In the symptomatic fevers, such as pneumonia, the action of antipyrin has not been favorable, although reduction of temperature is a very constant result of its administration. In no form of febrile disease has it been so efficient as in acute rheumatism, and here it maintains the first place as a remedy in this disease, unless the advent of salol shall consign it to the second place. In acute rheumatism it is superior to the salicylates, and to other remedies, unless salol prove more efficient. From fifteen to twenty grains, every three to six hours, will be required until the cessation of joint-pain and the disappearance of the swelling. Under the action of antipyrin, as has been the result from all other remedies, a tendency to relapse is observed in a proportion of the cases, and hence persistence is necessary in the use of the remedy for some days after the attack has apparently ceased, but the amount given should be slowly reduced.

Antipyrin has the same power to reduce temperature in the malarial as in other fevers, but no power to prevent paroxysms—no anti-periodic quality. Hence it can never be used successfully in intermittent and remittent fevers.

The antipyretic quality, which at the outset was supposed to he the one attribute of the chinoline derivatives, has proved to be less valuable than the analgesic property, which they all possess to a varying extent. When Filehne demonstrated the antipyretic actions, he did not pursue the investigations into the effects of antipyrin on the nervous system, and the clinical studies which followed immediately throughout Germany (Guttmann, Bielochowsky, Pibram, and others) were occupied with its influence over the temperature in the course of the more important fevers.

The remarkable relief afforded by antipyrin and other members of the group in acute rheumatism led to their use in cases of neuritis, sciatica, and some other painful diseases. We are indebted to Professors Lepine and Huchard more especially for demonstrating the influence exerted by these agents over certain painful affections. It seems quite clear that the relief given is in maladies due to central and peripheric lesions of the nerve apparatus—for example, the pains of locomotor ataxia, neuralgia of the fifth nerve associated with neuritis, and sciatica due to the same cause.

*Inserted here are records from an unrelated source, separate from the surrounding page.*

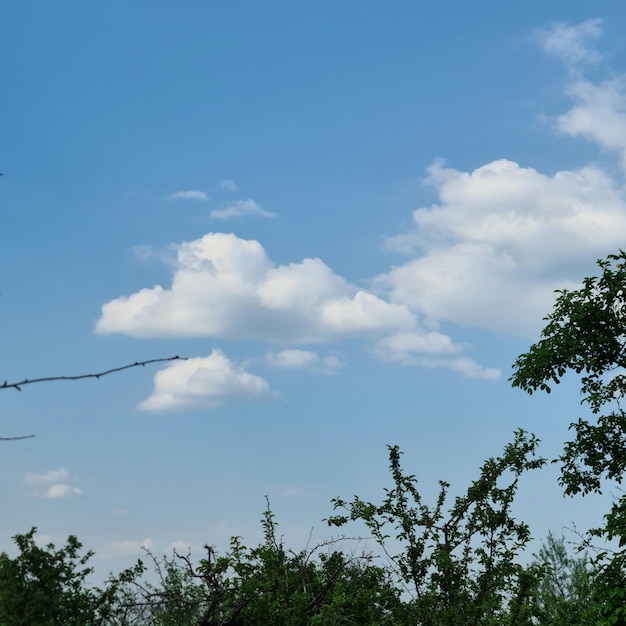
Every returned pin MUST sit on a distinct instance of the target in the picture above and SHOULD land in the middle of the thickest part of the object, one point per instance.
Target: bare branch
(26, 381)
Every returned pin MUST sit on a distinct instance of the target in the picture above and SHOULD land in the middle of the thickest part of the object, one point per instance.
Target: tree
(269, 585)
(458, 565)
(586, 334)
(46, 586)
(566, 590)
(22, 383)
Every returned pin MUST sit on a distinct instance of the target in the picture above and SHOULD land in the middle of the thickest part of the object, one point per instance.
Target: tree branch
(26, 381)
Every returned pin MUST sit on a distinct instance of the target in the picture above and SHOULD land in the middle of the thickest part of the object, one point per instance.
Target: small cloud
(465, 366)
(303, 359)
(124, 547)
(192, 194)
(228, 185)
(203, 382)
(292, 359)
(403, 347)
(332, 363)
(293, 492)
(61, 490)
(241, 208)
(179, 546)
(571, 42)
(51, 476)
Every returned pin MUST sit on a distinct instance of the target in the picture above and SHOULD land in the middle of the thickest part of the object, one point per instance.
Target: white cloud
(292, 359)
(228, 185)
(332, 363)
(303, 359)
(191, 194)
(124, 547)
(226, 287)
(56, 480)
(206, 382)
(402, 347)
(499, 242)
(241, 208)
(51, 476)
(571, 42)
(464, 366)
(61, 490)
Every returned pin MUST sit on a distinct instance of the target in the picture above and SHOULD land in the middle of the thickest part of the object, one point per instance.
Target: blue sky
(350, 217)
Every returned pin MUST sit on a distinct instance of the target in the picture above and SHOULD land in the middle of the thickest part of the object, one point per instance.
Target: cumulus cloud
(203, 382)
(191, 194)
(55, 481)
(571, 42)
(226, 287)
(61, 490)
(241, 208)
(500, 240)
(228, 185)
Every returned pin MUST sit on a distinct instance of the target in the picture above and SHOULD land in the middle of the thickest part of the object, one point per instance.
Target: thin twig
(26, 381)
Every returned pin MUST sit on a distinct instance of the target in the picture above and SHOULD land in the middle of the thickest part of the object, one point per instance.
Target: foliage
(566, 592)
(264, 585)
(459, 565)
(586, 333)
(47, 586)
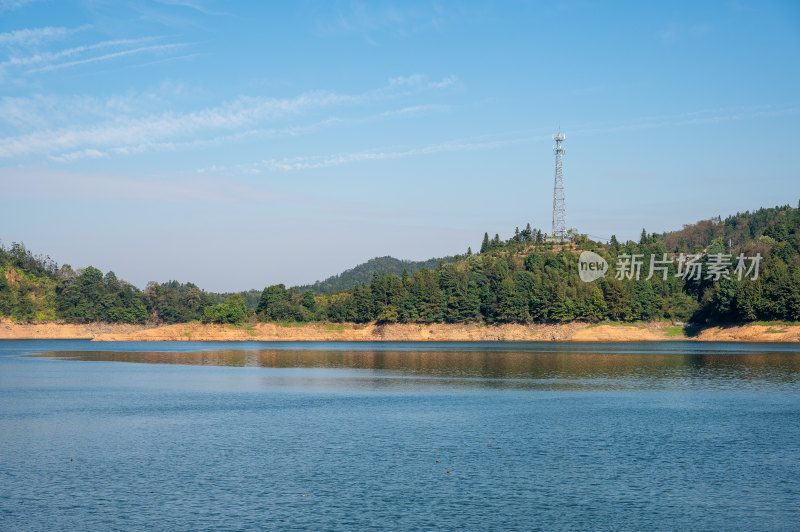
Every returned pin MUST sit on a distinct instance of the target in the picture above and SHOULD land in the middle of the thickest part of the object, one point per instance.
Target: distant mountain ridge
(362, 273)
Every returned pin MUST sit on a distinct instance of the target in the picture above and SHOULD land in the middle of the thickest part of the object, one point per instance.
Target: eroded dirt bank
(575, 332)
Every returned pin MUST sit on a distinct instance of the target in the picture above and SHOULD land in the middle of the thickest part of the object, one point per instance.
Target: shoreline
(370, 332)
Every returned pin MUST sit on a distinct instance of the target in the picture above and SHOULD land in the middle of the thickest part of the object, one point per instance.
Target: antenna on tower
(559, 233)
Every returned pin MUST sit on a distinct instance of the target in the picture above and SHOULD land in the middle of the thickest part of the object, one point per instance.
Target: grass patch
(622, 323)
(677, 330)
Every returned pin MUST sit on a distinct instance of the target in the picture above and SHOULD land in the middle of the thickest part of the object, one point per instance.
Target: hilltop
(522, 280)
(362, 273)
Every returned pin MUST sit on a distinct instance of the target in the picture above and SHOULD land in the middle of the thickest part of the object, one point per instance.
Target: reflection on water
(586, 368)
(658, 436)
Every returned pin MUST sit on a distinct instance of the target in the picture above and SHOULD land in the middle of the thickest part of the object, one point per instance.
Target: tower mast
(559, 233)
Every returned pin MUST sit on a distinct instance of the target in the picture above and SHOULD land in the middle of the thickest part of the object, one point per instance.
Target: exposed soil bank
(265, 332)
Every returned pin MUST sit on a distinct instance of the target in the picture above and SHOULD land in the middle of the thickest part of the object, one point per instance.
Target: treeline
(33, 287)
(522, 279)
(363, 273)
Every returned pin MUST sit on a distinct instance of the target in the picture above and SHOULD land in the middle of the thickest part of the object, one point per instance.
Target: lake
(411, 436)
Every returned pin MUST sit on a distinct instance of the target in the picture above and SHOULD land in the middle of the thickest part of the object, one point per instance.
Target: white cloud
(128, 133)
(327, 161)
(59, 185)
(105, 57)
(52, 57)
(34, 36)
(10, 5)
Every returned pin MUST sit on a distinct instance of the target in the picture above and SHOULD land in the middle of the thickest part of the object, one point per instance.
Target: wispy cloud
(245, 116)
(35, 36)
(106, 57)
(50, 57)
(10, 5)
(374, 21)
(327, 161)
(47, 184)
(198, 6)
(311, 162)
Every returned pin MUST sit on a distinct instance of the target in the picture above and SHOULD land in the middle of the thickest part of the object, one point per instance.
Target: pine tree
(485, 243)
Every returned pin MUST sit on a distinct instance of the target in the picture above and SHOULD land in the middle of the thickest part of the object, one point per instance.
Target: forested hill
(750, 265)
(362, 273)
(774, 223)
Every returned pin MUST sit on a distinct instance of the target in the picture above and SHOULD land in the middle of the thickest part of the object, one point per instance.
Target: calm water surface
(338, 436)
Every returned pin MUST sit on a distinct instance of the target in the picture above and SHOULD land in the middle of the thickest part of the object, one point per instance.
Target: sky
(242, 144)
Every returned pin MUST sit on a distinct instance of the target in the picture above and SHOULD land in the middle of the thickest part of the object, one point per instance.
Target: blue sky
(243, 144)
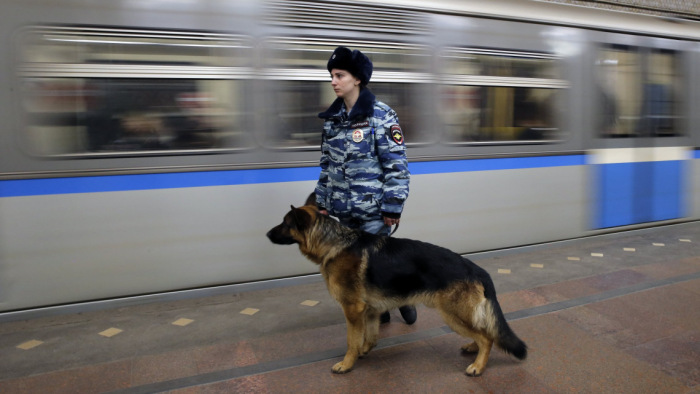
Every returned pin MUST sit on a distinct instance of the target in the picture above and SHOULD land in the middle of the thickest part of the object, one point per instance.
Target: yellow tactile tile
(182, 322)
(249, 311)
(29, 344)
(110, 332)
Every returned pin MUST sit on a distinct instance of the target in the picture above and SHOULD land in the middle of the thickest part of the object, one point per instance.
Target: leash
(395, 228)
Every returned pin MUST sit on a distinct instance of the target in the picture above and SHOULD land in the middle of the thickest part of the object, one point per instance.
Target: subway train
(147, 147)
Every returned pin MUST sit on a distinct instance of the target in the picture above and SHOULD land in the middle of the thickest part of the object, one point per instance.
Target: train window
(637, 91)
(298, 75)
(491, 96)
(102, 91)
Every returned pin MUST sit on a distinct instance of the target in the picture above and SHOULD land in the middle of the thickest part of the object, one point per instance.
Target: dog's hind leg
(371, 330)
(355, 318)
(482, 344)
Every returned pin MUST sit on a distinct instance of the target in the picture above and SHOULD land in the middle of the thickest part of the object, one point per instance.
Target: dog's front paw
(367, 348)
(340, 368)
(473, 370)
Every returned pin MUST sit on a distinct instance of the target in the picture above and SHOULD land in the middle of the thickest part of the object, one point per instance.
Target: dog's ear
(311, 200)
(302, 219)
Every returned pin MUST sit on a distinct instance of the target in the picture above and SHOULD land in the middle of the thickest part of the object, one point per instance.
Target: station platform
(617, 313)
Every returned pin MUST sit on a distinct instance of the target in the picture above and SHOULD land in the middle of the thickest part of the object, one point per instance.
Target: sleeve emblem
(396, 134)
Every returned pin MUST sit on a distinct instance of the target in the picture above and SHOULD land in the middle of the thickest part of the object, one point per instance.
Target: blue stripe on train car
(639, 192)
(114, 183)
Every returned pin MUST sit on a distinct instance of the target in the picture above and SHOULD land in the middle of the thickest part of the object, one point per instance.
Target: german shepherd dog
(369, 274)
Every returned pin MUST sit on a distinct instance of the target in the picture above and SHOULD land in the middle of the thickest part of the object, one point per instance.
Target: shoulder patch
(396, 134)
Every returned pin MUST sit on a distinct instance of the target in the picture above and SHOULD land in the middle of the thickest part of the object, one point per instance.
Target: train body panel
(147, 147)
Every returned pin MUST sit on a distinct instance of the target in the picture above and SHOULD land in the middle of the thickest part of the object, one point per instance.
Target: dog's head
(294, 226)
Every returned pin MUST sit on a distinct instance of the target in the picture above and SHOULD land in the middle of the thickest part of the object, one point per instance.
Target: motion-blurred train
(147, 146)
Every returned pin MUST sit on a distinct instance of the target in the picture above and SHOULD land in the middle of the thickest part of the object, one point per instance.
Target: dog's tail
(506, 339)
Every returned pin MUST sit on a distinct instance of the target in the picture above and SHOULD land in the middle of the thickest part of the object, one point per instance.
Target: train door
(639, 164)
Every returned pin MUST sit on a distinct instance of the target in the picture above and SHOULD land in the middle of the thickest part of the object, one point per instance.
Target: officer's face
(343, 82)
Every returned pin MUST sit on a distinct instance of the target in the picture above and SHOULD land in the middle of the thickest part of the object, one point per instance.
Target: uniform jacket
(364, 171)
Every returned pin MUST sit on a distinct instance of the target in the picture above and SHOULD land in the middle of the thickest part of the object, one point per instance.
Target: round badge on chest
(358, 135)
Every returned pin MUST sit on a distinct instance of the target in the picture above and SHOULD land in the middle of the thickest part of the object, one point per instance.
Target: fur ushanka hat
(355, 62)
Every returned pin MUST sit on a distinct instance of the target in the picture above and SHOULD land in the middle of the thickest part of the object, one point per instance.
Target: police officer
(364, 172)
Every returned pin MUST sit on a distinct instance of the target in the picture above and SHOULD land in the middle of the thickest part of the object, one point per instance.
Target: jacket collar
(364, 107)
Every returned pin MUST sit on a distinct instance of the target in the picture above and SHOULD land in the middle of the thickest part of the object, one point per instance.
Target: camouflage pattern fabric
(364, 171)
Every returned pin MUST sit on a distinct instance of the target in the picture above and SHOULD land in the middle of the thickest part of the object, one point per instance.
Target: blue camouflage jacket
(364, 171)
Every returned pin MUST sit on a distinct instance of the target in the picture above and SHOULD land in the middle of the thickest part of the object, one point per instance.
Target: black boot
(384, 317)
(408, 312)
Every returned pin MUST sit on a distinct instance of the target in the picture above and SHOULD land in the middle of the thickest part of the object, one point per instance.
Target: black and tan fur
(369, 274)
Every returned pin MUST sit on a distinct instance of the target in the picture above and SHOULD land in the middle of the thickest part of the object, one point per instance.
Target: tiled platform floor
(597, 316)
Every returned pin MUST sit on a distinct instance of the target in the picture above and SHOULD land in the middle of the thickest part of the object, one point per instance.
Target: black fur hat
(355, 62)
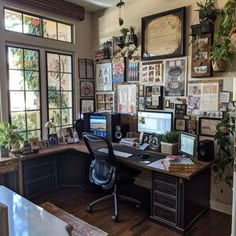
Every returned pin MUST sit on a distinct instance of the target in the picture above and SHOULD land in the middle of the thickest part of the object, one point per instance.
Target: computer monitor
(188, 144)
(154, 122)
(98, 125)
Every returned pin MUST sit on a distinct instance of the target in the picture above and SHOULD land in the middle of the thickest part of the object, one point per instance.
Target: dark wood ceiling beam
(58, 6)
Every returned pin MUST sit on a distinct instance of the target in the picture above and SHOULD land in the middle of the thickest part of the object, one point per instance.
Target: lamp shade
(234, 89)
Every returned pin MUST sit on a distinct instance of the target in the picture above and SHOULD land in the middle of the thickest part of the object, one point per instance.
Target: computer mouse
(144, 156)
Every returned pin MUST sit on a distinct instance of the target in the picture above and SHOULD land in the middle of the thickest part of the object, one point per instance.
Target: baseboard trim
(224, 208)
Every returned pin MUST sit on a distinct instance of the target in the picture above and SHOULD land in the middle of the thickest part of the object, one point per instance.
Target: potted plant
(224, 161)
(207, 11)
(222, 51)
(9, 138)
(169, 142)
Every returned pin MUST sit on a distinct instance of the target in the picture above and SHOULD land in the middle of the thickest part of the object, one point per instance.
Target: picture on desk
(52, 140)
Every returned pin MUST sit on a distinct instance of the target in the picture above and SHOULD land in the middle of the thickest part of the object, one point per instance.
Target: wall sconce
(119, 5)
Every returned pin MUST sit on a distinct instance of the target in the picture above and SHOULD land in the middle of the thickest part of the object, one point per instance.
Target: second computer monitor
(154, 122)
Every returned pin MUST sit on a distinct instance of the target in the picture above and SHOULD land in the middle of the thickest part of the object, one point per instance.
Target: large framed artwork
(175, 77)
(104, 76)
(163, 35)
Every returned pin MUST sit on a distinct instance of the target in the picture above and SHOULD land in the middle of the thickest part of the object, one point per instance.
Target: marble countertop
(28, 219)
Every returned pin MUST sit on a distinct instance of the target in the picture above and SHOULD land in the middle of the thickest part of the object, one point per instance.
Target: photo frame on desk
(163, 35)
(207, 126)
(86, 88)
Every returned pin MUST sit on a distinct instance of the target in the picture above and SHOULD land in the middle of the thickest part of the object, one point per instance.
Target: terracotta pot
(219, 65)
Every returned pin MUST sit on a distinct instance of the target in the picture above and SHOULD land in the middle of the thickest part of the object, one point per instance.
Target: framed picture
(89, 69)
(126, 98)
(52, 140)
(207, 126)
(180, 124)
(118, 70)
(86, 89)
(175, 77)
(82, 68)
(152, 72)
(104, 76)
(201, 62)
(192, 126)
(163, 35)
(87, 105)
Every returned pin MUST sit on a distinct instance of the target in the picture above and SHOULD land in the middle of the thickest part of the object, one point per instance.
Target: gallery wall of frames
(123, 81)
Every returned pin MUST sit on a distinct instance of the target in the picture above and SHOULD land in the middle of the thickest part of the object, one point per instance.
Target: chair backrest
(103, 168)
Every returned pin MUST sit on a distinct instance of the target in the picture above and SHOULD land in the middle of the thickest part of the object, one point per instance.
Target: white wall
(106, 25)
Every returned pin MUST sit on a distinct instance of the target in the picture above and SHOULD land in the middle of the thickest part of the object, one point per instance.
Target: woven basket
(169, 148)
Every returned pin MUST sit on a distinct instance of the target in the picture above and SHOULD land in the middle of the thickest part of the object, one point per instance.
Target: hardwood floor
(132, 221)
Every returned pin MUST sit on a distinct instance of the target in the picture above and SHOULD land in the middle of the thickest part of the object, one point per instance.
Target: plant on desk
(9, 138)
(223, 165)
(169, 142)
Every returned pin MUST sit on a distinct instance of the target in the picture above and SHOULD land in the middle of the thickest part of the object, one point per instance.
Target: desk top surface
(80, 147)
(26, 218)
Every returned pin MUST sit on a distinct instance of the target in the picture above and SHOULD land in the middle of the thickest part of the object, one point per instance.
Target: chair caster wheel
(115, 218)
(89, 209)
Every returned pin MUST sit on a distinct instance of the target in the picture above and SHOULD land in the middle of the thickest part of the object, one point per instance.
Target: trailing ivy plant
(224, 161)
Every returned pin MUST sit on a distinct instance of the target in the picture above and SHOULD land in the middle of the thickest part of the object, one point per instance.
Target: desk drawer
(164, 200)
(164, 214)
(41, 186)
(164, 178)
(165, 188)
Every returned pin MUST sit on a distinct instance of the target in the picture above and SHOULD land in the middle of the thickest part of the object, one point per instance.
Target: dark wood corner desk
(177, 199)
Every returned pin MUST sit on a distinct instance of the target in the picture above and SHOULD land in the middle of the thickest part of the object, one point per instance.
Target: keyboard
(117, 153)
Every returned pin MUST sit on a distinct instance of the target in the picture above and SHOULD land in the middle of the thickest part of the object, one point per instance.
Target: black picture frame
(87, 88)
(207, 126)
(176, 16)
(180, 124)
(52, 140)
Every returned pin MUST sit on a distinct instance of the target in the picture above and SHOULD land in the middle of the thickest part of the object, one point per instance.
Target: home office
(163, 83)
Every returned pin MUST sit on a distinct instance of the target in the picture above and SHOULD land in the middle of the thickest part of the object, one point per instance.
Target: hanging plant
(224, 132)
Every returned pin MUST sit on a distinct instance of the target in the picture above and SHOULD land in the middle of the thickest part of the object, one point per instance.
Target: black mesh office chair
(104, 171)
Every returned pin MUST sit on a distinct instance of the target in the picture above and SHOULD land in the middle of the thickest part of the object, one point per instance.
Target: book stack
(129, 141)
(179, 163)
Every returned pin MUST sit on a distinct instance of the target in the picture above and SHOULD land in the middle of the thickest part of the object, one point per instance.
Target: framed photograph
(180, 124)
(192, 126)
(163, 35)
(118, 70)
(43, 144)
(126, 98)
(52, 140)
(207, 126)
(152, 72)
(86, 89)
(87, 105)
(82, 68)
(89, 69)
(201, 62)
(104, 76)
(175, 77)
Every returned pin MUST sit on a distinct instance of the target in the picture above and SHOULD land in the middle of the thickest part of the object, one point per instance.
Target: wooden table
(177, 198)
(26, 218)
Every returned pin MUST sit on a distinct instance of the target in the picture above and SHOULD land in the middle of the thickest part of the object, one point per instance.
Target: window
(24, 90)
(59, 81)
(38, 26)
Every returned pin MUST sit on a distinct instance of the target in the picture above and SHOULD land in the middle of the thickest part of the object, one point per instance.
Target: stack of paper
(179, 164)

Affections of a painful character are amenable to the action of antipyrin in proportion to the rheumatic influence or diathesis dominating them. By subcutaneous injection, it has proved to be very effective in many painful affections that have their seat in the nerves.

The members of this group of remedies have the power to diminish the reflex function, and hence have been used in the various spasmodic affections, as epilepsy, chorea, etc., with a measure of success, but not in so great a degree as to become substitutes for other tried remedies.